Loan against MF? Yes, and it's online too

June 07, 2018 08:27 IST

Customers need to weigh whether they will be better off selling their mutual fund holdings or taking a loan against it.
Priyadarshini Maji and Sanjay Kumar Singh report.

HDFC Bank, in partnership with CAMS -- a registrar and transfer agent (RTA) -- has launched a digital loan facility wherein bank customers can borrow against mutual funds (MFs) in their portfolio.

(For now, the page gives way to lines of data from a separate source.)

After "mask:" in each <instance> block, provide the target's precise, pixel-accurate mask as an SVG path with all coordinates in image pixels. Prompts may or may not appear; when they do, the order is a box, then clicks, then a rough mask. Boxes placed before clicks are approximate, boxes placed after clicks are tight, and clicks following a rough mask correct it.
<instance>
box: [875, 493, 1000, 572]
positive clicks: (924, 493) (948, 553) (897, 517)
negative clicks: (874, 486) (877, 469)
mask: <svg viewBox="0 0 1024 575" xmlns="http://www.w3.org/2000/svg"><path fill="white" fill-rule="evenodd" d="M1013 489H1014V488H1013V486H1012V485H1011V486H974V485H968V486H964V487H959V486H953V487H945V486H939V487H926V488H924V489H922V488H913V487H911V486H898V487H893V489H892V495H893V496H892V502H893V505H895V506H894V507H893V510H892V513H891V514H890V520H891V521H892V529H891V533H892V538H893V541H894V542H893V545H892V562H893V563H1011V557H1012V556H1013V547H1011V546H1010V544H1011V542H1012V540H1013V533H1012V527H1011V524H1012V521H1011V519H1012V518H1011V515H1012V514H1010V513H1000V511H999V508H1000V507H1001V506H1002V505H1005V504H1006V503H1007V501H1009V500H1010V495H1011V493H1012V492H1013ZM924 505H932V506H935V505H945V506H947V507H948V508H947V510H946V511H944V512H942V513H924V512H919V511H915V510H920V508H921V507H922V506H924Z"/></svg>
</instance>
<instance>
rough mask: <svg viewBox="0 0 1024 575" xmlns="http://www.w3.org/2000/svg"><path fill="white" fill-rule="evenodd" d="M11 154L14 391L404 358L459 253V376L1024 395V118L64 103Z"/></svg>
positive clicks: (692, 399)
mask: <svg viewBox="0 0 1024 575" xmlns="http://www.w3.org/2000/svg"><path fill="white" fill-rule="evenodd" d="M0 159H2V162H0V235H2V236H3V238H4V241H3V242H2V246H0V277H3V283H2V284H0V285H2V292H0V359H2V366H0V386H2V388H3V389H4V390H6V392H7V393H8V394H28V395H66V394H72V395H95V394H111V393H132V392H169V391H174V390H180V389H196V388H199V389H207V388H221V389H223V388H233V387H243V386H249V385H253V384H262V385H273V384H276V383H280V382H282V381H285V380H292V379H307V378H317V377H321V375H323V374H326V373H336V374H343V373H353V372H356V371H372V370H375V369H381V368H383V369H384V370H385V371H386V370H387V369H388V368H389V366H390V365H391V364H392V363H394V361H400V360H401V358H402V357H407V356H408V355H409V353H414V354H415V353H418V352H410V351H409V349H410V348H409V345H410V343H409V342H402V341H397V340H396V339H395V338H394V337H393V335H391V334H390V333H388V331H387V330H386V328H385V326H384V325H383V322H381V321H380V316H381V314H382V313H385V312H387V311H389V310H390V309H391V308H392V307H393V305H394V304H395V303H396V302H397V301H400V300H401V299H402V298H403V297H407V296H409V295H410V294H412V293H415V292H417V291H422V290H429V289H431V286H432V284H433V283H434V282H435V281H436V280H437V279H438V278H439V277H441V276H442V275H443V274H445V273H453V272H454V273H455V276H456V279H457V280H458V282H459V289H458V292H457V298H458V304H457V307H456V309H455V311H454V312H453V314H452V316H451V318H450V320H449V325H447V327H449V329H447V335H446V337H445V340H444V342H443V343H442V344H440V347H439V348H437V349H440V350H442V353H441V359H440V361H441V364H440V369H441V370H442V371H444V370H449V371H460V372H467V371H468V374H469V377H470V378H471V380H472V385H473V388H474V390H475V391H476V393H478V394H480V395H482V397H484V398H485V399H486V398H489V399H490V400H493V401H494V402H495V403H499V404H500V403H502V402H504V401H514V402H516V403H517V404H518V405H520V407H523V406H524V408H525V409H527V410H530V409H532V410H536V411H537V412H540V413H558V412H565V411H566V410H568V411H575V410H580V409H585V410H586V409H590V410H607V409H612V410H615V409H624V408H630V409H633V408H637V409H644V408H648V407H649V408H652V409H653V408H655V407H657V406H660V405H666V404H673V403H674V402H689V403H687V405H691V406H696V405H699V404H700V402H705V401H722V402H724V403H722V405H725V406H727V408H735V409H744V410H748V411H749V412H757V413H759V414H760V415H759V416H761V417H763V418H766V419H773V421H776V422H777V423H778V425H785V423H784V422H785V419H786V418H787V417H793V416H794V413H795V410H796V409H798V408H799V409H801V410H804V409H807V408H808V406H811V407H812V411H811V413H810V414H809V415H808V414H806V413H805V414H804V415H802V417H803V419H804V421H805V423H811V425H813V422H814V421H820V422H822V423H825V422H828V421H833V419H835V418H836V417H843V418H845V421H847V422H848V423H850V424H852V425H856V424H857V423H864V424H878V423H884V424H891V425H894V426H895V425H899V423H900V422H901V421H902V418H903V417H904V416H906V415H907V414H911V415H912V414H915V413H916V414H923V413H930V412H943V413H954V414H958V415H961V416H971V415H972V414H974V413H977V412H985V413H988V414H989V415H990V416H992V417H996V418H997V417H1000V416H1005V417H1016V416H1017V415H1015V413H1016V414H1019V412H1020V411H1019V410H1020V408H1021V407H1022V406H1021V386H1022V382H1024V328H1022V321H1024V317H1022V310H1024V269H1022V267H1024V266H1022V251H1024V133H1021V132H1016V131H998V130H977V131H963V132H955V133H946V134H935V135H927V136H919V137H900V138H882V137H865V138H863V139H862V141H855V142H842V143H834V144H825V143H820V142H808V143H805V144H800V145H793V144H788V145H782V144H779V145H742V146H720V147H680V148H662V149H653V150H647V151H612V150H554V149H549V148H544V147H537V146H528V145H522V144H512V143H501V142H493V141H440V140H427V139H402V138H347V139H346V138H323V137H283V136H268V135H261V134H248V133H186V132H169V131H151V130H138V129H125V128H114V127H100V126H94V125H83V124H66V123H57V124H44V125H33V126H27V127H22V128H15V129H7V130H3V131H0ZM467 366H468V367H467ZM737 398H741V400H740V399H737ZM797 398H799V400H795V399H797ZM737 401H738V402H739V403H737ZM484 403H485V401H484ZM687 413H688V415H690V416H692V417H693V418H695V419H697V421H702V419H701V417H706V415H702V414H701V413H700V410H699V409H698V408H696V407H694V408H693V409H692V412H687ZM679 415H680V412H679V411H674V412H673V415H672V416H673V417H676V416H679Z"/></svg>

While the facility for loan against MFs is already available, the HDFC-CAMS overdraft (OD) facility is entirely online.

Currently, this facility is available only to those who hold MF schemes of one of the 10 fund houses for which CAMS is the RTA.

"We plan to add more fund houses in the future," says Arvind Kapil, group head of unsecured loans, home, and mortgage loans, HDFC Bank.

This facility can be availed through the bank's net banking portal. The whole process can be completed online, and requires no documentation.

"If the same process is done offline, it will take at least five to seven working days," adds Kapil.

 

The interest rate is 10.5% to 11% per annum. Customers also have to pay a processing fee of Rs 1,499.

The loan-to-value ratio will be 80% for debt funds and 50 per cent for equity funds.

"The OD facility can help customers tide over emergency situations that require instant cash. Availing of other loans could take more time," says Amar Pandit, founder, HappynessFactory.in

HDFC Bank claims that loan disbursement will happen within minutes.

Since this is an overdraft facility, you can borrow money repeatedly.

This facility can prove useful to those who can't sell their investments.

"You may have invested in a fixed maturity plan (FMP) or an ELSS fund that has a lock-in. Or you may have invested in a product that is yet to cross the exit load period, or you may have to pay short-term capital gains tax if you sell now. In such circumstances, the OD facility can be useful," says Deepesh Raghaw, founder, PersonalFinancePlan.in, a Sebi-registered investment advisor.

Note that since this is an OD facility, the amount you can borrow can be reduced if the value of your mutual funds falls in a declining market.

Customers need to weigh whether they will be better off selling their mutual fund holdings or taking a loan against it.

"Only an equity fund portfolio will generate the level of interest being charged for this OD facility. If you do not want to disturb your long-term portfolio to meet a short-term liquidity need, use the OD facility," says Pandit.

In the case of equity funds, take into consideration the level of the markets.

If they are low, selling could entail a loss.

According to Raghaw, "Debt funds won't generate a 10.5% to 11% return. In their case, selling may be a better idea."

He says the decision to borrow, rather than sell the investment, can only be justified if the asset earns more than 11%.

Several other loan options for availing of quick cash are available.

A personal loan gets sanctioned quickly and may cost you almost the same or slightly higher if you have a good credit history (interest rate range is 10% to 24%).

A loan against property will cost you less, but the documentation involved is tedious and not worthwhile if you require a small amount.

A loan against gold is another option, but here the valuation and other processes take time.

An offline loan against mutual funds takes around five to six days to process.

Finally, financial advisors warn against borrowing to invest.

"You may avail of this facility for a temporary period, but borrowing to invest is not a sound strategy for the long term," says Pandit.